Jugendarbeitslosigkeit ist eine schwere Hypothek für die zukünftige
Entwicklung der Gesellschaft. Während die einen Menschen von
Arbeitslosigkeit bedroht sind, erleben wir das paradoxe Phänomen,
dass andere von der übergroßen Menge an Arbeit beinahe zugrunde
gehen. Im heutigen Evangelium sucht ein Hausherr Arbeiter für
seinen Weinberg. Die einen arbeiten mühsam den ganzen Tag lang,
andere beginnen erst eine Stunde vor Feierabend, am Ende bekommen
jedoch alle denselben Lohn ausbezahlt, einen Denar. Für den
Weinbergbesitzer ist es offenbar ganz selbstverständlich, dass
jeder seinen Denar bekommt und dass dies zugleich das ist, „was
recht ist.“ Die Arbeiter sehen das anders, fühlen sich ungerecht
behandelt, sind enttäuscht und protestieren. Doch der Hausherr
sagt: Ist dein Auge böse, weil ich gut bin? Böse ist das Auge, das
mit Neid auf den anderen sieht. Der Neid ist die Traurigkeit über
das Gut, über das gelingende Leben anderer. Neid aber ist Gift:
Wenn es mir nicht gut geht, dann darf es anderen auch nicht gut
gehen; wenn ich krank bin, dann dürfen andere nicht gesund sein;
wenn ich weine, dann dürfen andere nicht lachen; wenn ich das Leben
zum Wegwerfen finde, dann muss ich es auch anderen vermiesen; wenn
wir entwurzelt sind, dann dürfen auch andere keine Heimat mehr
bekommen; wenn ich sterbe, dann müssen möglichst viele mit mir in
den Tod gehen. Gott teilt ohne Neid sein Vermögen, sein ganzes Mögen
mit. Es ist das Gut-Sein des Weinbergbesitzers, dem der Arbeiter
verdankt, was er bekommt. Gott ist gut in seiner Leben gewährenden
Zuwendung. Wenn der Hausherr gut ist, weil er jedem einen Denar
gibt, dann deshalb, weil er jedem Arbeiter das gibt, was er zum
Leben braucht. Das ist für den Tagelöhner von damals ein Denar. Übertragen
heißt das: Der Lohn Gottes ist nicht mehr und nicht weniger als das
Leben. Wer dem Ruf Gottes folgt, gewinnt das Leben. So wird auch der letzte Satz des Gleichnisses
deutlich: Die Letzten werden Erste und die Ersten Letzte sein. Der
gleiche Satz steht im Lukasevangelium an einer anderen Stelle (Lk
13,30) hinter der Gerichtsansage an sein Volk. Das göttliche
Gericht stellt irdische Verhältnisse auf den Kopf.

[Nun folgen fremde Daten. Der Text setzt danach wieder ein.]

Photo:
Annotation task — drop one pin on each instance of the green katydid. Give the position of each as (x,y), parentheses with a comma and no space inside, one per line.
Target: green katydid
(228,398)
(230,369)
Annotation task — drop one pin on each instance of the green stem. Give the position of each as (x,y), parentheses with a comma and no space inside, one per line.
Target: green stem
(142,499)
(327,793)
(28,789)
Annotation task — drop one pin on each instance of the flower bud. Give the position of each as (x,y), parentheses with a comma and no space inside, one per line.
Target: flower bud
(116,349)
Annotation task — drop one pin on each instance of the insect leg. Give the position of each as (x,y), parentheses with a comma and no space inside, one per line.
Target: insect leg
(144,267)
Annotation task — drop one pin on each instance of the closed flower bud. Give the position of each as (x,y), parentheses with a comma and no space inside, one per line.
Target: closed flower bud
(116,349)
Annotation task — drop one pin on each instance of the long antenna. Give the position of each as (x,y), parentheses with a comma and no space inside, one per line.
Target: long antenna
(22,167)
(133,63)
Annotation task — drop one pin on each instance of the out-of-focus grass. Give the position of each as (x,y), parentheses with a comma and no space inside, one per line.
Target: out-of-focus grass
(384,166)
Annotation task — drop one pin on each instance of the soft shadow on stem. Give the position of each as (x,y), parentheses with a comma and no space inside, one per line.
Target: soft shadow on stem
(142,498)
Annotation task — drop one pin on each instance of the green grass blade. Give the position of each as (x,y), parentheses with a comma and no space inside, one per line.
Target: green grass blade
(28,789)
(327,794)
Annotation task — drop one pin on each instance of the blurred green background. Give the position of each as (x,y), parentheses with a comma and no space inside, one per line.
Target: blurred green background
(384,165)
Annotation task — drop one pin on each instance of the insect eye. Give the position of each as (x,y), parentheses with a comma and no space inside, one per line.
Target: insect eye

Ohne dieses
Gericht gäbe es kein Leben und auch keine Gerechtigkeit für die
Armen und Kleinen. Ohne dieses Gericht gäbe es keine Unterscheidung
zwischen Wahrheit und Lüge, zwischen Liebe und Hass, zwischen
Solidarität und Egoismus. Gottes Gericht schafft denen endgültig
Recht, die unter der menschlichen Ungerechtigkeit am meisten
gelitten haben. Gottes Gericht ist Leben und Liebe, Mögen. Das Gleichnis ist grundlegend für das Selbstverständnis
des Christen. Gottes Wille soll im Himmel und auf Erden geschehen.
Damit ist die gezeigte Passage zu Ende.